Beberapa bulan berlalu. Skill for Growth menjadi kelas yang terus berjalan—bukan wabah, melainkan kebun. Di kelas itu, orang datang dengan bekal luka, pulang membawa cara merawatnya. Tidak semua memekarkan karier secara dramatis; banyak yang hanya bertumbuh diam-diam: ada yang memperbaiki jam tidur, ada yang belajar berkata tidak, ada yang menulis surat pada dirinya lima tahun lalu agar maaf jadi mungkin.

Cindhe menulis, “Kota ini pernah mencabikku, tetapi juga mengajariku menjahit. Jahitannya tidak rapi, tapi menyatukan kembali kain yang sempat koyak.”

Ia sesekali diminta menjadi konsultan oleh perusahaan-perusahaan yang mulai curiga bahwa angka-angka tak mampu sendirian. Kali itu, ketika Menak menutup sebuah sesi dengan kalimat resmi, ia menyelipkan sesuatu yang tak resmi. “Terima kasih, Cindhe,” katanya. “Bukan karena membuat kami efisien, tapi karena mengingatkan kami jadi manusia.” Di ruangan, Umar dan Madi bertepuk pelan. Kesaharian menghasilkan sejenis rekonsiliasi yang tidak diiklankan.

.

Jakarta, pada suatu senja yang tak direncanakan cantik, menurunkan hujan memanjang. Cindhe berdiri lagi di balik kaca—kali ini bukan lantai tujuh belas gedung tinggi, melainkan jendela kecil kamar yang kini tetap sempit namun terasa cukup. Dengan ponsel di tangan, ia mengetikkan kalimat untuk unggahan kelas:

“Aku bukan siapa-siapa. Tapi aku tahu rasanya jadi seseorang yang kehilangan arah. Izinkan aku berjalan bersamamu, meniti ulang jejak karier yang manusiawi.”

Ia menutup ponsel, menyeduh teh, menulis satu paragraf terakhir di jurnal hari itu:

“Seseorang tak dinilai dari seberapa banyak yang ia miliki, tapi dari seberapa dalam ia mengenali dirinya sendiri, dan setulus apa ia memberi manfaat. Selebihnya, biar hujan yang berkata.”

Di jalan, klakson kembali jadi bahasa paling umum. Di trotoar, payung-payung bergerak seperti kalimat-kalimat yang ingin saling menyapa.
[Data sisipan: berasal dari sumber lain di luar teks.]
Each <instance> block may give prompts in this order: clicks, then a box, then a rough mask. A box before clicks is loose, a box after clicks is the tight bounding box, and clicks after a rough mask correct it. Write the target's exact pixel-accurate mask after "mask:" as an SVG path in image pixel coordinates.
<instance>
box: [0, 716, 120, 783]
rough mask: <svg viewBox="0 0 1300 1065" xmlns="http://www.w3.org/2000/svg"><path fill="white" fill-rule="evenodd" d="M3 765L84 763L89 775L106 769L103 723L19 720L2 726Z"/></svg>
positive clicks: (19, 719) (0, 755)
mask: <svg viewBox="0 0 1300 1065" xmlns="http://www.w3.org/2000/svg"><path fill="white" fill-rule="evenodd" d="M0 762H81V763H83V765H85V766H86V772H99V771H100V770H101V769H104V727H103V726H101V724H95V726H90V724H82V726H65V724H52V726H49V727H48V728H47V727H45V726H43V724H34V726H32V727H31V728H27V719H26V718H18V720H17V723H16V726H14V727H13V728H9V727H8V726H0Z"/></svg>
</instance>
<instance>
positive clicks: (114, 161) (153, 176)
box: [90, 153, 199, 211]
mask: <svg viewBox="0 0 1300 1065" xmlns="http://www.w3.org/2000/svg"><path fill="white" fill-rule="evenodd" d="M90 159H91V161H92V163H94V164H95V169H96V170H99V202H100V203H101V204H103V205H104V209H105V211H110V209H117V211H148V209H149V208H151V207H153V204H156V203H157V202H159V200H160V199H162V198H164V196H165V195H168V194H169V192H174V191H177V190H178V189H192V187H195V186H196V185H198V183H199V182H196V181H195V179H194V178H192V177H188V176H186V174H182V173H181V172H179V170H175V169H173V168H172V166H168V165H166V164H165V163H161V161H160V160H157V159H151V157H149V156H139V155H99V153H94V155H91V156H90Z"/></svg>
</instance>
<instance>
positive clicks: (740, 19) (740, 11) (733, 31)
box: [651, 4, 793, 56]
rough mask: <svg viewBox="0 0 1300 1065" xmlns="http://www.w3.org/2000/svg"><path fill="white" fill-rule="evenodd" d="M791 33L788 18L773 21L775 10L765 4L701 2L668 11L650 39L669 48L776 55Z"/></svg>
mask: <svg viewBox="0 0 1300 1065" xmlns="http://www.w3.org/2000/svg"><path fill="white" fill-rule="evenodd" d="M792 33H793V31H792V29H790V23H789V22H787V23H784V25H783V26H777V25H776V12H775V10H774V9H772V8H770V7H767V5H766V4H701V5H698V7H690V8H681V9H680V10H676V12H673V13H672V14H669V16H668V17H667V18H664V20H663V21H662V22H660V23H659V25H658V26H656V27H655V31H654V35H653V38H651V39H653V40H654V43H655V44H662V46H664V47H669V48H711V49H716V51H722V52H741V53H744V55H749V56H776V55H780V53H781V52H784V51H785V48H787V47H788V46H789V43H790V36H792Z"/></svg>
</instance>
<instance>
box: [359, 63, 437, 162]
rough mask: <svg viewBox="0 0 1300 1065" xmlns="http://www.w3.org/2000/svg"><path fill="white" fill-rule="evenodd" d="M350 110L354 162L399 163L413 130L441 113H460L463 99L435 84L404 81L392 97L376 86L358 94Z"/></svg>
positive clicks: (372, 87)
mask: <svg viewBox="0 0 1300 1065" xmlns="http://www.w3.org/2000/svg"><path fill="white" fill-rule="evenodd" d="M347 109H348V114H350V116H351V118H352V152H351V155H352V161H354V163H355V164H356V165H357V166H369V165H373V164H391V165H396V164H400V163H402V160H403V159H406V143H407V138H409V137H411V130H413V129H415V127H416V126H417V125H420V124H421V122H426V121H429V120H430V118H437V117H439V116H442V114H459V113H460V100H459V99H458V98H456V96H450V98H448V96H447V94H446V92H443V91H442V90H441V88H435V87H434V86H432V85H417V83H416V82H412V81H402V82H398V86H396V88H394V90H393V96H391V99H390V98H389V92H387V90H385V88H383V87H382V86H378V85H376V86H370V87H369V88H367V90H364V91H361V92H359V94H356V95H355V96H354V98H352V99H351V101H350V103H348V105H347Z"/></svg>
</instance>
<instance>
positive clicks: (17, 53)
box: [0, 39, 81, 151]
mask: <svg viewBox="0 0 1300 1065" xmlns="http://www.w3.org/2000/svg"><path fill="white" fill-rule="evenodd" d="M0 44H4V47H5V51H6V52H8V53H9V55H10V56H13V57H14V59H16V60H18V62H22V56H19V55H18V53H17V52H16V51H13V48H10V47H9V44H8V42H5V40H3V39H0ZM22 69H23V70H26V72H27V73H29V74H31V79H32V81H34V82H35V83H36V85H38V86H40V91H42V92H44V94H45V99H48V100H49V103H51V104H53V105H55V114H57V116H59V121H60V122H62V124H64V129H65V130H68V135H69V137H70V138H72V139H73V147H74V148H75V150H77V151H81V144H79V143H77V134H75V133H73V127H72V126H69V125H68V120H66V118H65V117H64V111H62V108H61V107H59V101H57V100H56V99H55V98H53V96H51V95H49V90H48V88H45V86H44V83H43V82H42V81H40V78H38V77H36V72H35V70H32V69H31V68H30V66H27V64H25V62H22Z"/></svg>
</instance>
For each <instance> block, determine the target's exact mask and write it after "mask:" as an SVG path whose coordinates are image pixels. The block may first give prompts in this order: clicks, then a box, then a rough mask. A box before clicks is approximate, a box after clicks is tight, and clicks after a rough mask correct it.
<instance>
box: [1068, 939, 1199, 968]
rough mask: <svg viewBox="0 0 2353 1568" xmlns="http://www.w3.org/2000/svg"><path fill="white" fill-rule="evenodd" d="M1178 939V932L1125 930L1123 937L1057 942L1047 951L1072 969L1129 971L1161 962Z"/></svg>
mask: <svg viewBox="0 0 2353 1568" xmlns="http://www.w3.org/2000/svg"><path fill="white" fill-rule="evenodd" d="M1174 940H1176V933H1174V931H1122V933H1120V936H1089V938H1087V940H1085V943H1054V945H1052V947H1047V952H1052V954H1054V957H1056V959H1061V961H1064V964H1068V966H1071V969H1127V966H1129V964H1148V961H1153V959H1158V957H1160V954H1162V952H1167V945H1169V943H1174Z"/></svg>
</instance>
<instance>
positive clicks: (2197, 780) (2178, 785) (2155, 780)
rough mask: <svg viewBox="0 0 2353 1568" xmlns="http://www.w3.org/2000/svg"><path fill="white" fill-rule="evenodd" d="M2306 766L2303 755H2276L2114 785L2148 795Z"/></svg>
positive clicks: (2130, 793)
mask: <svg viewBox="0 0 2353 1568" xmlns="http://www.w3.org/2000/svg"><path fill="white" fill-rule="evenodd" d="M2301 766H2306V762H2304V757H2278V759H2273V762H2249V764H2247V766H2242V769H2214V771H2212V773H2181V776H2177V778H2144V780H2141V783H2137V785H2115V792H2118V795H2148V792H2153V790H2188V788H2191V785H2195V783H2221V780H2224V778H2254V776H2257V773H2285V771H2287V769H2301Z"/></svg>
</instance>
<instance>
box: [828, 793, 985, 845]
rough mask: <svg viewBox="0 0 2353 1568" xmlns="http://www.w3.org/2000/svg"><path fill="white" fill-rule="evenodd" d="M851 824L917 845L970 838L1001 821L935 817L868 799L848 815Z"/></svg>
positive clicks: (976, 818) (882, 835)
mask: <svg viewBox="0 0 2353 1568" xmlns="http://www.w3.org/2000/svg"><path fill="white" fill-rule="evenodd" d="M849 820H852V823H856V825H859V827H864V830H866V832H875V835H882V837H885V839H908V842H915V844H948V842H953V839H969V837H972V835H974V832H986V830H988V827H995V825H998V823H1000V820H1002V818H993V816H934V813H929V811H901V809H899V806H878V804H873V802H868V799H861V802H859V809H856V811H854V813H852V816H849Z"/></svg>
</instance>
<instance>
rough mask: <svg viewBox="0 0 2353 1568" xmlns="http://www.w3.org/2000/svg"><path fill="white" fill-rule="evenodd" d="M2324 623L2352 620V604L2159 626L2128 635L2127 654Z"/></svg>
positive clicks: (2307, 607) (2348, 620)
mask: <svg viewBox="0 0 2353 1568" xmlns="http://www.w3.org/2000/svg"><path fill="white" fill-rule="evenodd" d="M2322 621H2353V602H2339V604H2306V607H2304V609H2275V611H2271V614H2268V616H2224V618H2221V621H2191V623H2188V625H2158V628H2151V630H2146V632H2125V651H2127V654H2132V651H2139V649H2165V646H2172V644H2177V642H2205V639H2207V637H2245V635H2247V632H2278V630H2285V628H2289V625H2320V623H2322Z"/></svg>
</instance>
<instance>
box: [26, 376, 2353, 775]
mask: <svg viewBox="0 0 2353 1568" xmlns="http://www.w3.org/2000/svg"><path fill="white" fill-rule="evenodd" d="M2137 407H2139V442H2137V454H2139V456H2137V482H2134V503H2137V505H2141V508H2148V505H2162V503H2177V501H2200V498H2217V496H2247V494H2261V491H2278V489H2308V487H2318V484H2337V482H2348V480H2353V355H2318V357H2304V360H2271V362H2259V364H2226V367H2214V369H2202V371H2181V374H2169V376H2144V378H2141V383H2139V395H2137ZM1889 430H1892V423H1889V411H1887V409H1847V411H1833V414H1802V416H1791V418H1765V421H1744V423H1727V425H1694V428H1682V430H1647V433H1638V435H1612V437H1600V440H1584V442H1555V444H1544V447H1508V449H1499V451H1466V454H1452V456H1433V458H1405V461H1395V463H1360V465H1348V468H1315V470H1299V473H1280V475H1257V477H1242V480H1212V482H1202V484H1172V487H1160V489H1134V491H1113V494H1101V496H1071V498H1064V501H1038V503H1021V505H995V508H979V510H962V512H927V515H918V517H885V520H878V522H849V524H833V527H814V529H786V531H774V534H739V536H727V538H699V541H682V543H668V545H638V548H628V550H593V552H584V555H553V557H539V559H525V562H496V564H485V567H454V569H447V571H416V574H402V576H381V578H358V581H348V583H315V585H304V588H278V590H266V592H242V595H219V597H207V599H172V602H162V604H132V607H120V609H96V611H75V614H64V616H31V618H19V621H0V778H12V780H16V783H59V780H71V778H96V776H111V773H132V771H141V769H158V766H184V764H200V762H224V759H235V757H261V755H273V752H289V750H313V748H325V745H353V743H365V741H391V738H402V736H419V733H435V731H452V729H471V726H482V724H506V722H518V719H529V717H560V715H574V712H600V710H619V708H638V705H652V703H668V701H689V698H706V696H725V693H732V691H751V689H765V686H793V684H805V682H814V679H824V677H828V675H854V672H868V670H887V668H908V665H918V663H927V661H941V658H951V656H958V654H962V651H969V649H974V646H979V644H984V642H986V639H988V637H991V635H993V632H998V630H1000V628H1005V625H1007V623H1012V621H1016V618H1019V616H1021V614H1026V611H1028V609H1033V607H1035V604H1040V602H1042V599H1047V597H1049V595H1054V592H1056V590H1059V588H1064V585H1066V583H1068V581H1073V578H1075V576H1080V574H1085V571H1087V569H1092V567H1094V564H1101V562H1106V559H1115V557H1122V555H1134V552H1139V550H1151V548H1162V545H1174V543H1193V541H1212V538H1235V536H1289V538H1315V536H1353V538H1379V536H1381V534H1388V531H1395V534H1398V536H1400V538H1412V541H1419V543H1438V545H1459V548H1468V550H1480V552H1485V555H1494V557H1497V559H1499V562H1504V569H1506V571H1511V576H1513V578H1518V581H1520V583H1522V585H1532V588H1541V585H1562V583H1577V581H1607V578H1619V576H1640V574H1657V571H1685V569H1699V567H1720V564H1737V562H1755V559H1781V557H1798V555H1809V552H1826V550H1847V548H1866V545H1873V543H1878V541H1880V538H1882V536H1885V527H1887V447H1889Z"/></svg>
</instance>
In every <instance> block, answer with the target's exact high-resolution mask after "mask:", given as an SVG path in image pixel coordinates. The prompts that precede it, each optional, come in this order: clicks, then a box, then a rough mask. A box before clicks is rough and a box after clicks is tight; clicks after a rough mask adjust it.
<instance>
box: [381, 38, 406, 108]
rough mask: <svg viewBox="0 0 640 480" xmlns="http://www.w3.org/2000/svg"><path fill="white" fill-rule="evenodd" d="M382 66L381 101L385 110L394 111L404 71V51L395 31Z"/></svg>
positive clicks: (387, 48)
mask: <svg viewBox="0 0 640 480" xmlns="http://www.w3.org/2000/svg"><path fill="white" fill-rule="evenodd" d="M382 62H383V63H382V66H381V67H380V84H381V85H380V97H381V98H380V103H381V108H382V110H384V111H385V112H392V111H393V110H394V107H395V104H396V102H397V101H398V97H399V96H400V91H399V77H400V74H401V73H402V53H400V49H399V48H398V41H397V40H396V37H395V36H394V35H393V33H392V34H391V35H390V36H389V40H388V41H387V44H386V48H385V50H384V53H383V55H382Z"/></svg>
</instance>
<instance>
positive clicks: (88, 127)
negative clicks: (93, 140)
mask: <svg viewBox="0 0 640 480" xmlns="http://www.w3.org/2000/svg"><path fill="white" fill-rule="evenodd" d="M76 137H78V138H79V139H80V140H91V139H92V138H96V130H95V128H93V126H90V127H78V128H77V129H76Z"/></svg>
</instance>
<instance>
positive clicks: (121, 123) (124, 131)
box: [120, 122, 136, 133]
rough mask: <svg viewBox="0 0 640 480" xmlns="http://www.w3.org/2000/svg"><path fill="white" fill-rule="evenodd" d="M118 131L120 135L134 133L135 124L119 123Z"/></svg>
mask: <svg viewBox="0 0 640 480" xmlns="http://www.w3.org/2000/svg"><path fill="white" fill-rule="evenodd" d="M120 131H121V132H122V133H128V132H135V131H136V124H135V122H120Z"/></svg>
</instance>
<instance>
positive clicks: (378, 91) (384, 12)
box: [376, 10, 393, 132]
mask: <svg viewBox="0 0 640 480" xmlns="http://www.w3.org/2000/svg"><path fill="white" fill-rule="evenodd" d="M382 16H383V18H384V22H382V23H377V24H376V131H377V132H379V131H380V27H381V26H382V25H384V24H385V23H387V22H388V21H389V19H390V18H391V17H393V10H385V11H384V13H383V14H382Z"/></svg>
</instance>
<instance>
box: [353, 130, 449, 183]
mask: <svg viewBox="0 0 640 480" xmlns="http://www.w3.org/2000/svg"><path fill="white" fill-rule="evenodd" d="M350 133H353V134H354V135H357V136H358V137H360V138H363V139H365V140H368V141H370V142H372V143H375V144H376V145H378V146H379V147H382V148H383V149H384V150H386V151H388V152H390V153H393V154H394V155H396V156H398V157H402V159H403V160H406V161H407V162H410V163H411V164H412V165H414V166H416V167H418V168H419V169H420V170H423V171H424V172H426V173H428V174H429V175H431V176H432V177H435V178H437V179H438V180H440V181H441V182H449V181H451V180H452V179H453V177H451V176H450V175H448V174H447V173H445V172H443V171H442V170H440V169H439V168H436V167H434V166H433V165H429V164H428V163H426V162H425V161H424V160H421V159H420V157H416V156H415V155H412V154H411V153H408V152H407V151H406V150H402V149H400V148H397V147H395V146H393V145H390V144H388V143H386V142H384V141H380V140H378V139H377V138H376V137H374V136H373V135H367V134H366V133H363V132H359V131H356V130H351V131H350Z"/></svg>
Di atas semuanya, ada langit yang meski abu-abu, tetap menyediakan ruang untuk warna—warna yang tidak lagi dipilih kalender, melainkan oleh hati yang menemukan ukurannya sendiri.

Dan nama itu, Cindhe Laras, yang sejak awal diceritakan tanpa gelar, kini terasa lengkap: bukan karena ia jadi siapa-siapa, melainkan karena ia akhirnya pulang pada yang paling sederhana—pada diri sendiri.

.

.

.

Jember, 26 Juli 2025

Jeffrey Wibisono V.

.

.

#CerpenKompasMingguStyle #CeritaUrban #JakartaHujan #HumanCenter #DataDanEmpati #AIUntukManusia #ResignBijak #StorytellingKerja #NamakuBrandkuStyle

.

Quotes dari cerpen:

  • “Yang tak kau akui, akan menguasaimu; yang kau peluk, akan menenangkanmu.”

  • “Mesin bisa meniru kata, tapi tak pernah menyalin sabar.”

  • “Angka adalah lampu senter; hati adalah arah pulang.”

  • “Bekerja itu penting, tetapi menjadi manusia tidak boleh disisihkan.”

  • “Keberanian paling sunyi adalah memilih tetap baik saat tak ada yang melihat.”